Так, пожалуй, и тут. Когда заезжал Плахутин. Как, мол, только не подрабатывал: на Сахалине ходил с геологами, в Архангельске пропадал в море с рыбаками, мыл золото на Колыме, весной на месячишко отлучался с занятий — на Алтае собирать для японцев черемшу да папоротник-орляк, а осенью задерживался в тайге — бить кедровый орех, шишковать… это она поди Мише доложила, что на целине, когда студентами ездили, работал не кем-либо — трактористом, что в стройотряде был сперва бригадиром у своих, а потом стал командовать чуть ли не всеми, которые были тогда в Москве, отрядами, комсомольцы его заманивали после учебы в большие начальники, дали талон на новенький «москвич», у него тогда появился чуть не у первого, но он не захотел в Москве оставаться, уехал в Караганду, полез в шахту…

Это материно «полез» так и проскочило потом у Миши в наших с ним разговорах…

Но если бы только туда и «полез» Русский Мальчик!

В Караганде он пошел в аэроклуб, начал летать, да не куда-нибудь — на базу аквалангистов на каком-то тихом секретном озере… В Москве добился, чтобы в Университете на биофак его приняли заочно, начал писать какую-то работу, которая была, как понимаю, «на стыке наук», ещё студентом защитил кандидатскую и сделал открытие, позволившее потом стать доктором.

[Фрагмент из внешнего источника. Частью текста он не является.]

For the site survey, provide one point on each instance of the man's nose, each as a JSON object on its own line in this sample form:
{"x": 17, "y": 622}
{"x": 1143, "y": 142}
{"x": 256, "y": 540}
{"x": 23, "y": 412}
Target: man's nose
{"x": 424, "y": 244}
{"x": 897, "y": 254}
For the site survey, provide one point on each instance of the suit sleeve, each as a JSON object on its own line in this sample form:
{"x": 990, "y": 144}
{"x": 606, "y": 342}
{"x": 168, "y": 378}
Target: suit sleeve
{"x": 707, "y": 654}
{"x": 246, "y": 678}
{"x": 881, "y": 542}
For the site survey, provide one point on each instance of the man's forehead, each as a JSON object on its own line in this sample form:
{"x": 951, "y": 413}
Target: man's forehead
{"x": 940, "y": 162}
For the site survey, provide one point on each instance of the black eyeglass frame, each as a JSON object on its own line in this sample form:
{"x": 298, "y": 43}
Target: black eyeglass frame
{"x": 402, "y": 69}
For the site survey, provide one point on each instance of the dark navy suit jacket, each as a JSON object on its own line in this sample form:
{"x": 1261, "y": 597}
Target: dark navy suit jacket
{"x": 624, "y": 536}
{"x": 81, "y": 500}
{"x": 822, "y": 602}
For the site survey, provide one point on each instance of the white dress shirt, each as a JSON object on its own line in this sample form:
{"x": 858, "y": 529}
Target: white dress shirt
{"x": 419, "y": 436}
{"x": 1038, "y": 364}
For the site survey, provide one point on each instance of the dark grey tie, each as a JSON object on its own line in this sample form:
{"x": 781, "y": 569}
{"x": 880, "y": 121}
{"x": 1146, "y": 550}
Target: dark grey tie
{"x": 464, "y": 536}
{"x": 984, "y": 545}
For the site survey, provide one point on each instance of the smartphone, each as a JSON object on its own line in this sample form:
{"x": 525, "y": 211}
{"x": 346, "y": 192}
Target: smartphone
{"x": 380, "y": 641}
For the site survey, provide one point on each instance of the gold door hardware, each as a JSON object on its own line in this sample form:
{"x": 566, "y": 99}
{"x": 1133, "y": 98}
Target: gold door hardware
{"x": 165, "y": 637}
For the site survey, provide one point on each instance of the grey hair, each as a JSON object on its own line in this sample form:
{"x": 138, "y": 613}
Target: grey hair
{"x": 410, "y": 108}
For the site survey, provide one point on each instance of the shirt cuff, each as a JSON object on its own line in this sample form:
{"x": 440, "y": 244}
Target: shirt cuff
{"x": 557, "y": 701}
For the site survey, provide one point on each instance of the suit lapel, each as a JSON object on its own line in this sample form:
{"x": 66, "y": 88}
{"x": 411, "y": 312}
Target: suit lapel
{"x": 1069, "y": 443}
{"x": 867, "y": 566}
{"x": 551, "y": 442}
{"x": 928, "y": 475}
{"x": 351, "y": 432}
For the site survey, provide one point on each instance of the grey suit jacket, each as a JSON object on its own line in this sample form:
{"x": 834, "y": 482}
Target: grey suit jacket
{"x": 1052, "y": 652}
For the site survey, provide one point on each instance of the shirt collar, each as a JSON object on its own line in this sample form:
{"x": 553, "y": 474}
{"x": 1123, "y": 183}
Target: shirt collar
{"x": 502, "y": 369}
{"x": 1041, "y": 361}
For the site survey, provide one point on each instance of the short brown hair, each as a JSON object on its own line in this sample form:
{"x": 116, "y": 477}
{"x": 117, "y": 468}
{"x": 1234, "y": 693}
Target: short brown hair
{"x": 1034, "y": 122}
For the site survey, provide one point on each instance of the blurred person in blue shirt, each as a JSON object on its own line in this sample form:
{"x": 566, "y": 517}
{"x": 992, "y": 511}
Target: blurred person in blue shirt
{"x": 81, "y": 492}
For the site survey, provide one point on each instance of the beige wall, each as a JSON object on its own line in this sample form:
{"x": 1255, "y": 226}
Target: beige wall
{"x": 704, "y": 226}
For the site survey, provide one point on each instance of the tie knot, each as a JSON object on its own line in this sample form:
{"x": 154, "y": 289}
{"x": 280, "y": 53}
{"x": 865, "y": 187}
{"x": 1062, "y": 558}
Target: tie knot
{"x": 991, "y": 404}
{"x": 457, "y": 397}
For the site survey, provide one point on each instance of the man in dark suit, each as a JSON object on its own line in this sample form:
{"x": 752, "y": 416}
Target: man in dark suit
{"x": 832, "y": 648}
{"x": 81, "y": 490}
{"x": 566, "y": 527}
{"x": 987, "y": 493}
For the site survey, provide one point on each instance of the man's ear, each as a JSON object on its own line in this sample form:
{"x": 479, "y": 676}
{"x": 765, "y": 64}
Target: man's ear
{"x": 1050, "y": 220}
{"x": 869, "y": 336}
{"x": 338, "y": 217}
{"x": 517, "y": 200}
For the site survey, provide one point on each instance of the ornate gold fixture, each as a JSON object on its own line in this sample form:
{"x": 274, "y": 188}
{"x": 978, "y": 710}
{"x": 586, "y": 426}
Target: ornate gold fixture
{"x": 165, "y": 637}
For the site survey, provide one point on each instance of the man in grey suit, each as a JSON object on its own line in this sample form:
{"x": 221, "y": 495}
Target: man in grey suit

Между этими событиями был у него, как понимаю, не очень простой период: к его открытию присоседились несколько академиков, в списке соавторов он оказался последним, и японцы, которые раньше других раскусили, до чего он додумался, одного за другим начали выдёргивать в командировку первого из череды авторов, потом — когда первый промолчал, как партизан на допросе, — второго и третьего, потратили на это почти два года, пока не догадались, наконец, пропустив ещё несколько фамилий, вызвать обозначенного последним.

Потом они якобы говорили Мальчику, что для них это было тоже своего рода открытие: только так они впредь и поступали — вызывали сразу же аутсайдера и почти никогда не ошибались.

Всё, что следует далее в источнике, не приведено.